В подземной дороге осматривалась, нет ли за ней слежки, и сама себе ответила, что пока слежки быть не может. «Позднее – да. Позднее надо будет всегда осматриваться, следить за каждым своим шагом, за каждым идущим по улице человеком… Нынешняя жизнь кончена – и слава Богу!» Опять перебирала в памяти, что там надо будет сказать, – все помнила твердо. «Какие могут быть не-ритуальные вопросы? Верно спросят, как и мы спрашивали, – зачем я к ним иду?» Хотя ей теперь было смешно, что она увлекалась таким вздором, как «Афина», Тони думала, что ритуал этого общества облегчил ей переход к коммунистам. «До „Афины“ я об этом и не думала. Но если Дюммлер прав, если нет причин считать лучшим один способ освобождения, а худшим другой, если нет общего пути к счастью, то я права. Я нашла этот путь. Чем он хуже других?

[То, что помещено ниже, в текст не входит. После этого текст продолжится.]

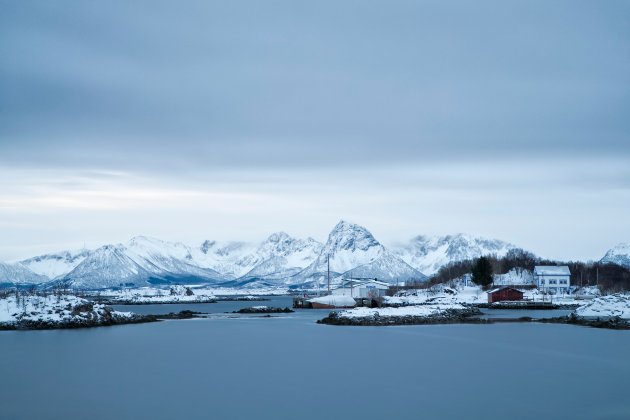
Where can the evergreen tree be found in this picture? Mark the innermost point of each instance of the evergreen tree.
(482, 272)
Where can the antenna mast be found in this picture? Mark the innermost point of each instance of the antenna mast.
(328, 262)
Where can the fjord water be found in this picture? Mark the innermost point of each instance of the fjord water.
(288, 367)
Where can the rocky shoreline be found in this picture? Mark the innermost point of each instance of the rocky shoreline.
(468, 316)
(263, 310)
(448, 316)
(148, 302)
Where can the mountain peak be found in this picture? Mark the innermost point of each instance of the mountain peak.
(278, 237)
(350, 236)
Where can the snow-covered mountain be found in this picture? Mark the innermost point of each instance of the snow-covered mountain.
(281, 256)
(17, 273)
(428, 253)
(279, 259)
(55, 265)
(352, 250)
(276, 258)
(141, 261)
(619, 255)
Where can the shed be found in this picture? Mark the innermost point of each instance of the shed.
(504, 294)
(368, 288)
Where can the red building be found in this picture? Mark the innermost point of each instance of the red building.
(504, 293)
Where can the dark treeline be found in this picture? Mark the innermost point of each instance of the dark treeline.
(609, 277)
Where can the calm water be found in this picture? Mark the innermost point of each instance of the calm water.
(288, 367)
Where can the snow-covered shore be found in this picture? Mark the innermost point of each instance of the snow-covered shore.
(28, 311)
(183, 294)
(407, 315)
(151, 295)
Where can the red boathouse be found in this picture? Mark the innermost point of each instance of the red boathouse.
(504, 293)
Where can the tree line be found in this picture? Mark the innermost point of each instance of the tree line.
(609, 277)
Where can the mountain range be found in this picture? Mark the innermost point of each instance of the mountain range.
(280, 260)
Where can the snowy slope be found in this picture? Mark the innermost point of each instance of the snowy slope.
(108, 266)
(352, 250)
(619, 255)
(428, 253)
(166, 259)
(55, 265)
(281, 256)
(231, 259)
(276, 258)
(17, 273)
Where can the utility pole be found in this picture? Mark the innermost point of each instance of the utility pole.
(597, 275)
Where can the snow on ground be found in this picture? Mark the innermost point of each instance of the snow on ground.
(439, 294)
(420, 311)
(174, 294)
(188, 294)
(52, 309)
(334, 300)
(616, 305)
(469, 295)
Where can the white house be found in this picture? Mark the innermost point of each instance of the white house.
(362, 288)
(552, 278)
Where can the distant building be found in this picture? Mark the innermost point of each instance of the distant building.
(553, 278)
(362, 288)
(504, 294)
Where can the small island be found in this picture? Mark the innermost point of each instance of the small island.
(21, 310)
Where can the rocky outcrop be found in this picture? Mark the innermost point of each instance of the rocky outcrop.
(448, 316)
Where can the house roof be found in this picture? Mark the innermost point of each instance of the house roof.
(552, 270)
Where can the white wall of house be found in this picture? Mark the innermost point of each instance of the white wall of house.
(553, 279)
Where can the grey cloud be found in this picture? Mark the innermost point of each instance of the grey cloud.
(333, 83)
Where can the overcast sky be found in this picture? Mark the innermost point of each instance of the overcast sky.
(233, 119)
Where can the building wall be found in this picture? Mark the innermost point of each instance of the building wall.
(557, 283)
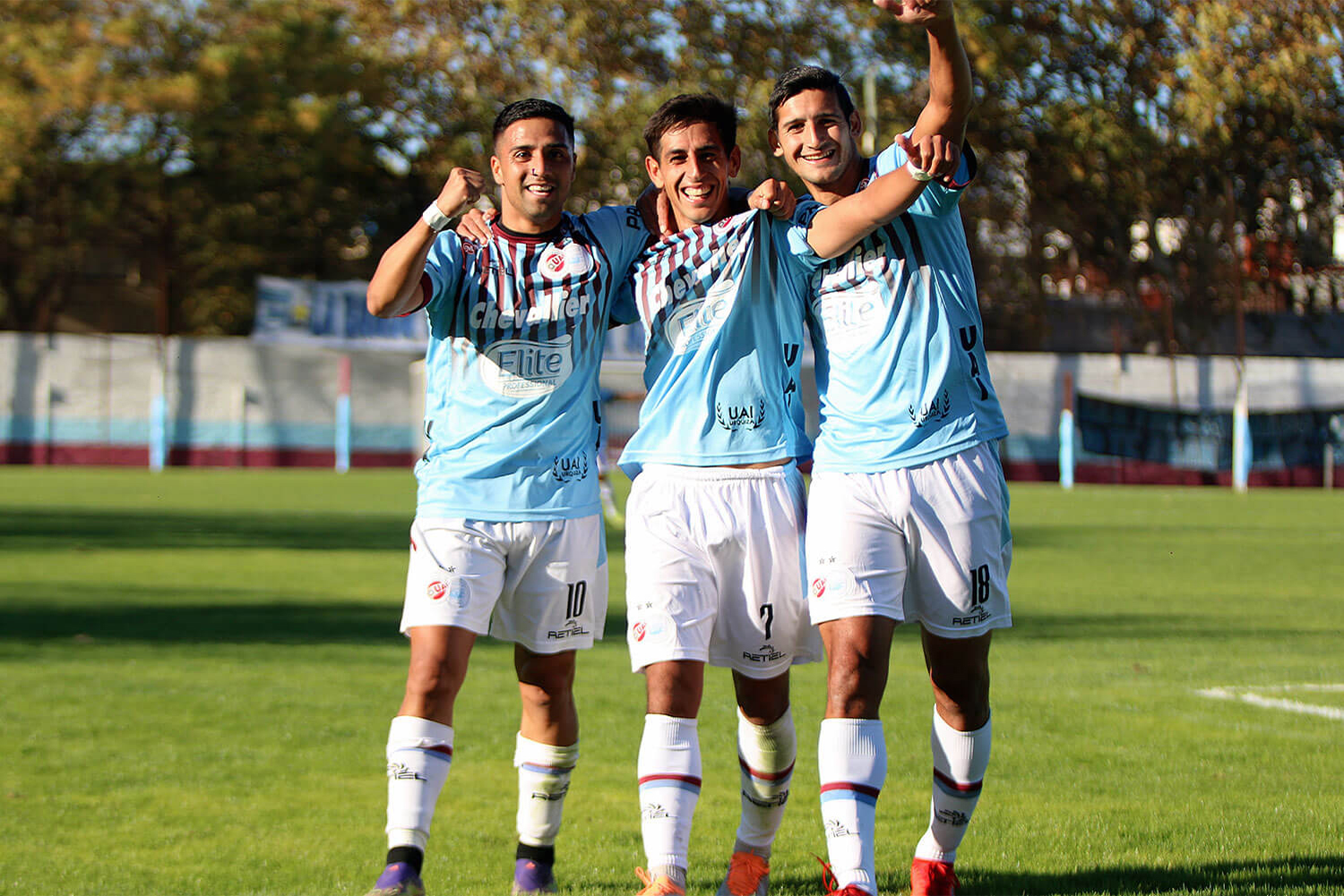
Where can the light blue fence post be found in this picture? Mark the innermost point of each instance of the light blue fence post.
(1066, 435)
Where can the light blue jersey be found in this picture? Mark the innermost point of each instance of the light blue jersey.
(900, 346)
(516, 332)
(722, 308)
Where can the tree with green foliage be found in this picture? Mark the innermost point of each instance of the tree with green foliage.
(156, 158)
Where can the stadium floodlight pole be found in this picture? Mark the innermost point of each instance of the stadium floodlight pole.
(1241, 430)
(870, 109)
(343, 416)
(159, 409)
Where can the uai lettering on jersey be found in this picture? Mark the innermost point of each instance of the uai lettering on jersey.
(523, 368)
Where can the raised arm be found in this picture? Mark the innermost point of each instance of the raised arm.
(838, 228)
(394, 290)
(951, 94)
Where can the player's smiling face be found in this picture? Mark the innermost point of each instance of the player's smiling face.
(694, 168)
(534, 163)
(814, 139)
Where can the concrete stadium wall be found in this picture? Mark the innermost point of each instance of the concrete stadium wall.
(231, 402)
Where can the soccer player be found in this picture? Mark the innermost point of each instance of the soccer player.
(715, 512)
(508, 533)
(908, 517)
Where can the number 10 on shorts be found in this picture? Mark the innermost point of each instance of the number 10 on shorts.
(575, 598)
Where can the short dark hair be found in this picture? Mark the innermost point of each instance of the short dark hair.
(800, 78)
(532, 108)
(687, 109)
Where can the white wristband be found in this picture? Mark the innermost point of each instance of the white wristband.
(435, 220)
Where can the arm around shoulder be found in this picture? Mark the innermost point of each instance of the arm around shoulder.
(395, 287)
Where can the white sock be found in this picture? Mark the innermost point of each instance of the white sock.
(960, 759)
(852, 766)
(669, 786)
(543, 778)
(765, 754)
(419, 753)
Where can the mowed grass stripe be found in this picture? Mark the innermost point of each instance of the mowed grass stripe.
(198, 670)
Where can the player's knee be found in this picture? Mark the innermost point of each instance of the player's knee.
(962, 696)
(433, 681)
(855, 684)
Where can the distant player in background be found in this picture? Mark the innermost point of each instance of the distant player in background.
(715, 513)
(908, 516)
(508, 533)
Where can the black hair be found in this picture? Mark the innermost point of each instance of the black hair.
(687, 109)
(800, 78)
(532, 109)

Во всяком случае он чище, чем мой роман с Грандом». «Вот кто типичен для их мира, а не Дюммлер!.. И слово у них какое гадкое: роман!» Теперь под ними она разумела то коммунистов, то антикоммунистов.

Проходя по длинному коридору к другому пути, вдруг почувствовала себя совсем плохо. На перроне опустилась на скамейку. Апельсин выпал из кулька и покатился, на нем мелькнула надпись «damnosum», она чуть не вскрикнула, точно апельсин мог ее выдать. Подняла апельсин, оглядываясь по сторонам, положила его в кулек, тяжело дыша. «Так и есть, галлюцинации!..» Представила себе рисунок в немецкой книге, и опять, как тогда в учебнике радиотехники, он перешел в непристойную картинку с Грандом. «Вот, вот, схожу с ума! Надо торопиться, потом и к ним нельзя будет! И ничего не останется, ничего, кроме дома умалишенных"…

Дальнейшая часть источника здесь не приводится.